In continuing the trend to provide pre-trial appellate remedies in certain situations to curtail the rising cost of litigation, the Legislature in 2001 created a new class of pre-trial appeals called “accelerated appeal” or “interlocutory appeal”. The “accelerated” term does not necessarily refer to expedited consideration of the appeal, but indicates that the appeal is available interlocutory, before the entry of a final judgment. An interlocutory appeal is only available where a statute authorizes appeal in that particular circumstance. Thus far, the Legislature has authorized interlocutory appeals in the following situations:
- Orders appointing receivers and trustees;
- Class certification orders;
- Temporary injunctions (non-family law);
- Orders denying summary judgment based on an assertion of official immunity;
- Orders denying summary judgment based on a claim against or defense by a member of the media arising under free speech or free press;
- Orders granting or denying a special appearance under Rule 120a;
- Orders denying motion to dismiss in health care liability claim where the plaintiff failed to timely file the required expert report;
- Orders regarding venue in multiple plaintiff cases;
- Certain orders regarding plea to the jurisdiction in class certification cases;
- Order relating to sealing or unsealing court records;
- Certain orders regarding management of persons with communicable diseases;
- Certain orders regarding court-ordered mental health services;
- Certain juvenile court orders.
- Certain orders regarding arbitration under the Texas Arbitration Act (but not the Federal Arbitration Act).
In addition to the laundry list of permissible interlocutory appeals, some orders may be appealed interlocutorily by agreement of the parties, where the order involves a controlling question of law upon which there is substantial grounds for difference and an immediate appeal may materially advance the ultimate termination of the litigation. Tex. Civ. Prac. & Rem. Code §51.014(d).
Federal jurisprudence uses similar policies for consideration of interlocutory appeals – allowing interlocutory appeal to avoid protracted and expensive litigation – but the federal system builds in much more discretion to allow the pre-trial appeal both in the district court’s granting of permission and in the appellate court’s decision to allow review. In practice, the remedy is difficult to obtain.
The Texas Legislature and the Texas Supreme Court have clearly broadened the opportunities for pre-trial appellate review to correct important, case-defining pre-trial rulings. However, the various courts of appeals have, in application, maintained a more conservative approach. See In re Wilmer Cutler Pickerling Hale & Door, LLP, 2008 WL 5413097, *2 (Tex. App. – Dallas Dec. 31, 2008); SCI Texas Funeral Svcs., Inc. v.

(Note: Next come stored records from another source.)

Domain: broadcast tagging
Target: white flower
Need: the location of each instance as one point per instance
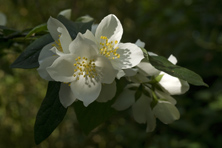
(66, 13)
(61, 42)
(164, 110)
(107, 38)
(83, 69)
(3, 19)
(170, 84)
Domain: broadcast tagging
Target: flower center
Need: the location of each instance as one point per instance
(85, 67)
(107, 48)
(58, 45)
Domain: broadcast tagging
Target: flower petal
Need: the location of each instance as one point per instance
(43, 65)
(52, 26)
(62, 69)
(141, 109)
(166, 96)
(151, 121)
(106, 69)
(66, 13)
(107, 93)
(46, 52)
(172, 59)
(86, 90)
(130, 56)
(65, 39)
(66, 96)
(166, 112)
(89, 35)
(140, 43)
(173, 85)
(110, 27)
(82, 46)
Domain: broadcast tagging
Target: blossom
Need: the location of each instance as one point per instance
(171, 84)
(3, 19)
(61, 42)
(142, 111)
(83, 69)
(51, 52)
(107, 38)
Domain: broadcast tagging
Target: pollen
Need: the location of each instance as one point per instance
(58, 45)
(85, 68)
(107, 48)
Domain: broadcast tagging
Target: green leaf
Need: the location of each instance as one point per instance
(50, 114)
(145, 53)
(96, 113)
(37, 29)
(163, 64)
(29, 58)
(74, 27)
(93, 115)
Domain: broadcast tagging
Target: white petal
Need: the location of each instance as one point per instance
(46, 52)
(62, 69)
(140, 43)
(151, 121)
(86, 90)
(152, 54)
(130, 56)
(139, 78)
(52, 26)
(66, 13)
(93, 28)
(82, 46)
(107, 93)
(66, 96)
(124, 100)
(141, 109)
(165, 95)
(172, 59)
(110, 27)
(166, 112)
(3, 19)
(131, 71)
(127, 72)
(89, 35)
(45, 64)
(173, 85)
(57, 52)
(147, 69)
(120, 74)
(65, 39)
(105, 68)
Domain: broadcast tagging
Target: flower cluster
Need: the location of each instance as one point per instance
(89, 65)
(150, 92)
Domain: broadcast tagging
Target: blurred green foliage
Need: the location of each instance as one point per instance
(189, 29)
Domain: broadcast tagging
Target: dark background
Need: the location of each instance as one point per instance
(189, 29)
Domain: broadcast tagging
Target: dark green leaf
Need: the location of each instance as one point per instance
(163, 64)
(29, 58)
(7, 33)
(93, 115)
(74, 27)
(37, 29)
(96, 113)
(50, 114)
(138, 92)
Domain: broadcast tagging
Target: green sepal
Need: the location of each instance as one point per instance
(163, 64)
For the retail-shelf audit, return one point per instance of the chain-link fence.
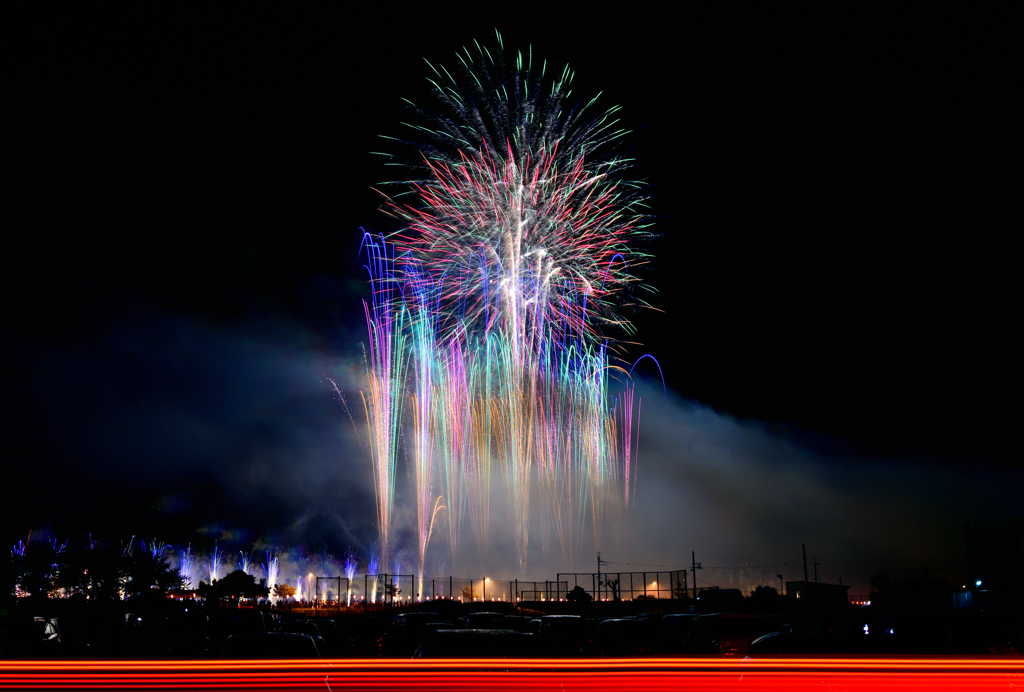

Leal, 2009 WL 332043 (Tex. App. – Corpus Christi Feb. 12, 2009); In re Pilgrims Pride Corp., No. 06-08-00109, 2008 WL 4907589, *2 (Tex. App. – Texarkana Nov. 17, 2008). Where the Legislature and the Court may be viewing broader policy considerations, such as the negative view of the judicial process and increasing cost of litigation, the courts of appeals may be examining their individual dockets to control overuse of pre-trial “instant replay”. Nevertheless, interpretation of the availability of the remedies seems at odds, leaving litigants to wonder whether review of important pre-trial rulings is more available, or whether the recent expansions are only an empty nod to the Legislature’s public policy considerations. Without increasing the amount of cases reviewed pre-trial, litigation costs will continue to rise, some trials will continue to be unnecessary, and the judicial system will continue to be viewed negatively as the McAllen opinion fears.